British PM David Cameron and his wife Samantha leave a polling station in London. Photo: AFP
BRITAIN'S ruling coalition has sustained punishing losses in local elections, with final results showing the Conservatives and their partner Liberal Democrats giving up hundreds of seats in a stinging rebuke to the two-year-old government of Prime Minister David Cameron.
The results showed the opposition Labour Party gaining 823 seats - winning control of key cities including Birmingham and Cardiff - in what analysts saw as a protest against the Conservatives' tough austerity drive, the flagging economy, and a series of missteps that left voters questioning the competence of the government.
The Conservatives, however, won a major consolation prize - the re-election of London's eccentric mayor, Boris Johnson.
He defeated his Labour challenger, Ken Livingstone, who had formerly held the top job in Europe's largest city. The win further positions the gaffe-prone, blunt-talking Mr Johnson as a potential challenger to Mr Cameron's leadership of the Conservatives in the years ahead.
But elsewhere, the results amounted to a major setback for the coalition.
A beaming Ed Miliband, head of the Labour Party, revelled in the opposition's success, saying the local elections foreshadowed the national race in 2015. Seats on local councils are considered key to garnering votes in national elections.
''The battle to change Britain begins here,'' Mr Miliband said.
Voters also showed surprisingly strong support for the right-wing Independence Party, which campaigned on a platform that includes having Britain withdraw from the European Union.
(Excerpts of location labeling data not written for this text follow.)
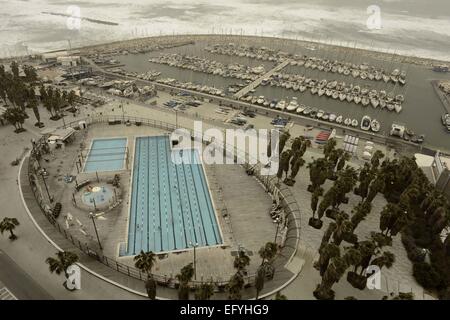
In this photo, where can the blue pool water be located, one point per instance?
(106, 155)
(171, 205)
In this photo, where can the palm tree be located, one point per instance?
(235, 286)
(284, 164)
(145, 261)
(333, 274)
(16, 117)
(392, 219)
(241, 261)
(315, 200)
(317, 173)
(327, 252)
(387, 259)
(327, 235)
(15, 69)
(375, 160)
(376, 186)
(366, 175)
(64, 259)
(9, 224)
(268, 252)
(259, 281)
(360, 212)
(283, 139)
(329, 147)
(204, 292)
(184, 277)
(344, 229)
(280, 296)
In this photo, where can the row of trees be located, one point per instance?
(18, 92)
(145, 262)
(408, 193)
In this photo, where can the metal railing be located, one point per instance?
(290, 220)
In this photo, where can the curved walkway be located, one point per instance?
(284, 275)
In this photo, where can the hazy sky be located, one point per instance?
(418, 27)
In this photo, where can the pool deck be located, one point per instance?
(236, 216)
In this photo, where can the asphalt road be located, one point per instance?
(19, 282)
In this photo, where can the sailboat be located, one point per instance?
(293, 105)
(365, 123)
(375, 125)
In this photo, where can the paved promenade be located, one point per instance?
(258, 81)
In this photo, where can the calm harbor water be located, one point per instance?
(421, 112)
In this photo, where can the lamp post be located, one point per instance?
(45, 184)
(95, 228)
(123, 113)
(176, 119)
(195, 258)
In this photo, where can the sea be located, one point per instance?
(405, 27)
(411, 27)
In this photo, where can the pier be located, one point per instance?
(442, 96)
(258, 81)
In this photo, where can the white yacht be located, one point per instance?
(293, 105)
(375, 125)
(281, 105)
(301, 108)
(365, 123)
(332, 117)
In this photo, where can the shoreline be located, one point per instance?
(275, 41)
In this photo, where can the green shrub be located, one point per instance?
(426, 275)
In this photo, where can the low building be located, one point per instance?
(437, 169)
(68, 61)
(2, 116)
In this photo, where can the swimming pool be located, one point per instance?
(171, 207)
(106, 155)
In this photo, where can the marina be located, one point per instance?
(421, 105)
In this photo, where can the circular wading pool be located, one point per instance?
(100, 196)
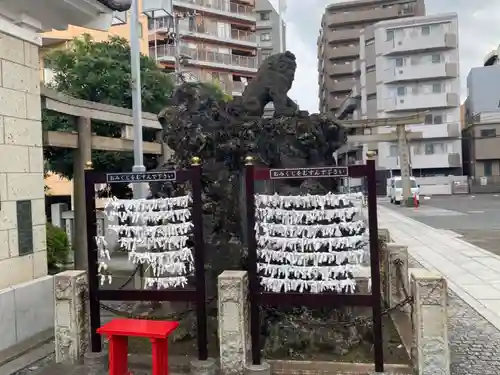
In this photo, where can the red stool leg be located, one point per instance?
(160, 356)
(118, 355)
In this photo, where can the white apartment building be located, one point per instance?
(411, 65)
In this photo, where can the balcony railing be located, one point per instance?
(239, 9)
(238, 87)
(165, 23)
(206, 56)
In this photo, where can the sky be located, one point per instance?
(479, 33)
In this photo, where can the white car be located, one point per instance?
(395, 189)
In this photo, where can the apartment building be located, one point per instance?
(120, 27)
(481, 133)
(492, 58)
(481, 146)
(412, 65)
(217, 41)
(338, 43)
(269, 38)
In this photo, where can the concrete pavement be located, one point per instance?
(473, 316)
(472, 273)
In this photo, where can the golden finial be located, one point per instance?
(371, 154)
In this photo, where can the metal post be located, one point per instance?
(178, 70)
(280, 18)
(404, 161)
(378, 347)
(135, 62)
(92, 261)
(199, 252)
(253, 277)
(156, 40)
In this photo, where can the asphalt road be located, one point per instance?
(475, 217)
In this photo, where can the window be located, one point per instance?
(265, 16)
(139, 30)
(429, 149)
(415, 60)
(433, 119)
(436, 58)
(488, 168)
(488, 133)
(440, 148)
(437, 87)
(265, 37)
(393, 150)
(438, 119)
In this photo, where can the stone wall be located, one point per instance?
(422, 324)
(26, 292)
(21, 164)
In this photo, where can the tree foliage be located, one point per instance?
(101, 72)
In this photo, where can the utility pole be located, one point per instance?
(281, 10)
(135, 62)
(404, 164)
(177, 43)
(401, 136)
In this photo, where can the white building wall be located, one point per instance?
(417, 70)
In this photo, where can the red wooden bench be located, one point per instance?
(119, 330)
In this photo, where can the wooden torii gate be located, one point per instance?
(83, 141)
(400, 135)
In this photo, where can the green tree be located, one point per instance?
(101, 72)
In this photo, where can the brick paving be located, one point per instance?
(474, 341)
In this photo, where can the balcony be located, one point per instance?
(343, 35)
(200, 57)
(206, 32)
(367, 16)
(339, 69)
(423, 102)
(342, 52)
(46, 15)
(451, 160)
(419, 72)
(345, 85)
(448, 130)
(222, 9)
(264, 24)
(434, 41)
(335, 103)
(237, 88)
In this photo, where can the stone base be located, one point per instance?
(207, 367)
(262, 369)
(96, 363)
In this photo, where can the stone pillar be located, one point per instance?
(56, 211)
(71, 316)
(82, 155)
(23, 255)
(234, 322)
(430, 348)
(384, 234)
(395, 284)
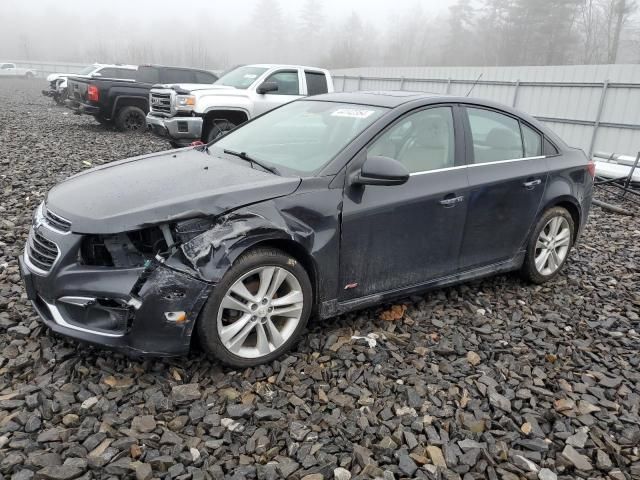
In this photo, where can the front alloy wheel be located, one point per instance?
(258, 310)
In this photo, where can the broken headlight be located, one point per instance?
(189, 229)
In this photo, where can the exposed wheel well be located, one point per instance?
(236, 117)
(298, 252)
(573, 211)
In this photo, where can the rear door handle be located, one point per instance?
(450, 201)
(530, 184)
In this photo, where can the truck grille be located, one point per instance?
(161, 102)
(41, 252)
(56, 221)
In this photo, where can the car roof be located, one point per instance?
(396, 98)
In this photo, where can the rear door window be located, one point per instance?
(495, 136)
(316, 83)
(288, 82)
(532, 142)
(205, 77)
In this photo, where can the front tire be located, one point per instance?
(549, 246)
(258, 310)
(131, 119)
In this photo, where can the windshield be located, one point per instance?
(241, 77)
(302, 136)
(87, 70)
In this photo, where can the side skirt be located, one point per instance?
(333, 307)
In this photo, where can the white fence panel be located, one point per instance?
(592, 107)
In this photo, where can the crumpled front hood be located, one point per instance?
(167, 186)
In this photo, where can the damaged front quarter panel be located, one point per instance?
(210, 254)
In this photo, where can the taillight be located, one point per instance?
(93, 94)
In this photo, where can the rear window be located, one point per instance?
(205, 77)
(148, 75)
(177, 75)
(316, 83)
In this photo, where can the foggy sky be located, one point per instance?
(218, 34)
(57, 29)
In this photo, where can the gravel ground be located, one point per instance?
(492, 379)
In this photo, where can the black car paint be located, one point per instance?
(161, 188)
(323, 221)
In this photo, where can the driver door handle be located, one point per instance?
(451, 201)
(532, 183)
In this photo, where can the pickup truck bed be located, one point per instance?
(124, 102)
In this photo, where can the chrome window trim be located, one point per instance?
(538, 157)
(497, 162)
(446, 169)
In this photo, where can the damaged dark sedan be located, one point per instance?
(322, 206)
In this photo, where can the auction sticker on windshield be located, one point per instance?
(353, 113)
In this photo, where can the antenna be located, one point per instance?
(474, 85)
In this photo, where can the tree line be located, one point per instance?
(469, 33)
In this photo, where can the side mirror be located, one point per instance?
(380, 171)
(267, 87)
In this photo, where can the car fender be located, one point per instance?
(210, 254)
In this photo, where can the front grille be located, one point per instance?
(56, 221)
(41, 252)
(161, 102)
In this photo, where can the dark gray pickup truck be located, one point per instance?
(125, 102)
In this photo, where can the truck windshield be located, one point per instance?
(301, 137)
(241, 77)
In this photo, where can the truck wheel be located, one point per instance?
(131, 119)
(258, 310)
(219, 128)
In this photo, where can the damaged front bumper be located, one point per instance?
(181, 130)
(149, 310)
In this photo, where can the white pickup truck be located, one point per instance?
(10, 70)
(187, 113)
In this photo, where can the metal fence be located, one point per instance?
(602, 115)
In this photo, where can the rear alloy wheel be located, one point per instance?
(131, 119)
(258, 310)
(549, 245)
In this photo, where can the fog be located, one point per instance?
(332, 33)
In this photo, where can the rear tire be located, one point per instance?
(219, 128)
(549, 246)
(131, 119)
(102, 120)
(242, 330)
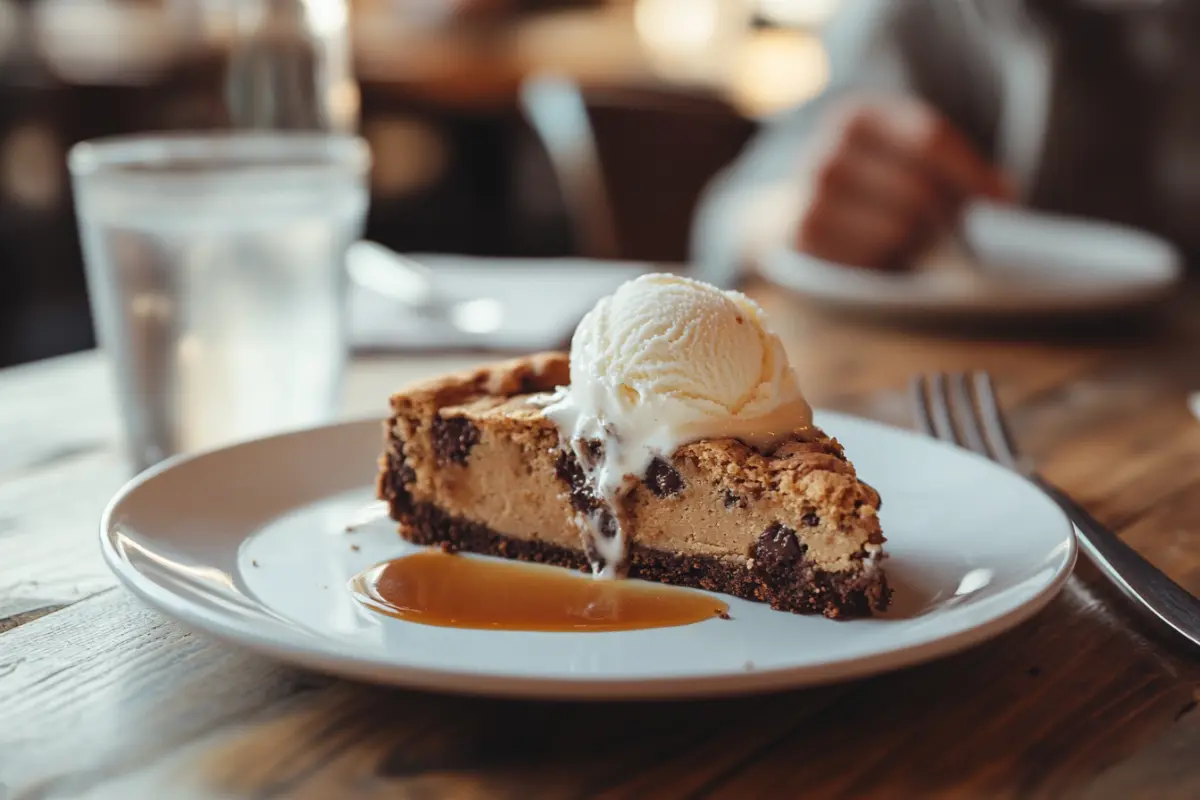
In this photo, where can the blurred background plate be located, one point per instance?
(493, 304)
(1011, 265)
The party's strong showing could amount to a wake-up call for Mr Cameron, seen as a moderate reformer who has attempted to shift the Conservatives closer to the political centre.
The coalition's junior partners, the Liberal Democrats, continued to experience a major unwinding of support since their decision to join the Conservatives in government two years ago, with the number of elected local councillors from the party falling to a record low. Analysts said the bloodbath could have been far worse, pointing to even larger opposition landslides in local elections in the past. Still, Labour made unquestionably strong gains, and analysts said the biggest force working against the coalition remained the economy.
Britain fell back into recession in the first quarter of this year, bringing criticism from the opposition over the government's dogged attempt to continue cutting spending and the deficit in the midst of an economic downturn.